Helm deployment#

This guide covers deploying VSS developer profiles on Kubernetes using Helm. It is an alternative to the Docker Compose method used in Quickstart and the Agent Workflows guides.

Install steps, values files, GPU sizing, ingress setup, and troubleshooting for each profile are documented in the chart README.md under deploy/helm/developer-profiles/ in the video-search-and-summarization GitHub repository.

Available developer profiles#

  • base

  • alerts

  • search

  • lvs

Prerequisites#

  • A Kubernetes cluster (version 1.34 or greater) you can reach with kubectl

  • Helm 3.x

  • NVIDIA GPU Operator on the cluster

  • NVIDIA NIM Operator when deploying in-cluster LLM and VLM models

  • StorageClass - for PVC provisioning

  • NGC API key — for image pull and NIM model access

GPU requirements depend on the profile and values you choose (for example, in-cluster NIMs vs remote LLM/VLM endpoints). See the GPU requirements section in the chart README for the profile you are deploying.

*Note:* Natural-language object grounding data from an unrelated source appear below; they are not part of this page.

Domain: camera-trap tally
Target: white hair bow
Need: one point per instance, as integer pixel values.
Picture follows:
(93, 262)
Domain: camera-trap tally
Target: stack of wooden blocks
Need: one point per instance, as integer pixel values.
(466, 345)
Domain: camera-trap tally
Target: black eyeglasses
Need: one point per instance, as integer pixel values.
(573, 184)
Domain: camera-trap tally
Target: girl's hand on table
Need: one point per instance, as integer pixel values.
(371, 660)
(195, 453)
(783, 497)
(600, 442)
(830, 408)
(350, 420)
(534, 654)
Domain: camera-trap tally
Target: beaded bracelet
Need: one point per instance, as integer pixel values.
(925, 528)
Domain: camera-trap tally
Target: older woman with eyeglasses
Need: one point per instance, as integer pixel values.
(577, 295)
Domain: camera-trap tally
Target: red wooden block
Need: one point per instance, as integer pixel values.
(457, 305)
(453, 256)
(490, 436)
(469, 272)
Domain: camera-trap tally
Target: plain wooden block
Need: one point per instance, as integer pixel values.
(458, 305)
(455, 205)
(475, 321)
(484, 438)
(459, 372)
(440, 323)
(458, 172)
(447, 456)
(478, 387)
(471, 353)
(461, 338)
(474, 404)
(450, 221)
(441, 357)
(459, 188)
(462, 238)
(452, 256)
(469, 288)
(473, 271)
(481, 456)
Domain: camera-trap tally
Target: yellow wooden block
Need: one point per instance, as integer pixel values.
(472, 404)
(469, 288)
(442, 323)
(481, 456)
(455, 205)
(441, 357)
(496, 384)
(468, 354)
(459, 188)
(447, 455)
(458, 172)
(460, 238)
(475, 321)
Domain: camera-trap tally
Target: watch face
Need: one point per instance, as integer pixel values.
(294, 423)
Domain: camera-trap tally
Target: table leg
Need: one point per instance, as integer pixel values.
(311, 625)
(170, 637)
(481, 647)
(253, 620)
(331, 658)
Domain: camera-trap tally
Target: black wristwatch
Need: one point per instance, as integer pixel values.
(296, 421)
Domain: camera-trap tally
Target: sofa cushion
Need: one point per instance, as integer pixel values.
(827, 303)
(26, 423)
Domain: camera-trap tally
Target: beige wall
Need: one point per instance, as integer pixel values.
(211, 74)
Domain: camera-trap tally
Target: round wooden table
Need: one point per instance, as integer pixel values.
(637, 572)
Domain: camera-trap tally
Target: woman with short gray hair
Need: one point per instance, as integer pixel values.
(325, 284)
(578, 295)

Steps to deploy a profile#

  1. Clone the blueprint repository:

    git clone https://github.com/NVIDIA-AI-Blueprints/video-search-and-summarization.git
    cd video-search-and-summarization
    git checkout tags/dev-26.06.1-3
    git lfs install
    git lfs pull
    
  2. Change into the Helm developer-profiles directory:

    cd ./deploy/helm/developer-profiles
    
  3. Open the chart README.md for the profile you are deploying and follow the installation and uninstall instructions there:

    Workflow

    Developer Profile

    Chart documentation

    Q&A and Report Generation

    base

    dev-profile-base

    Alerts

    alerts

    dev-profile-alerts

    Search

    search

    dev-profile-search

    Video Summarization

    lvs

    dev-profile-lvs

Note

After helm upgrade --install, wait until all pods in the release namespace are in Running state and show Ready (for example, kubectl get pods -n <NAMESPACE>) before opening the UI or sending requests. Image pulls, persistent volume binding, and in-cluster NIM model download and warm-up add startup time. For some profiles, bringing every pod to Ready can take 20–25 minutes depending on cluster resources and network speed.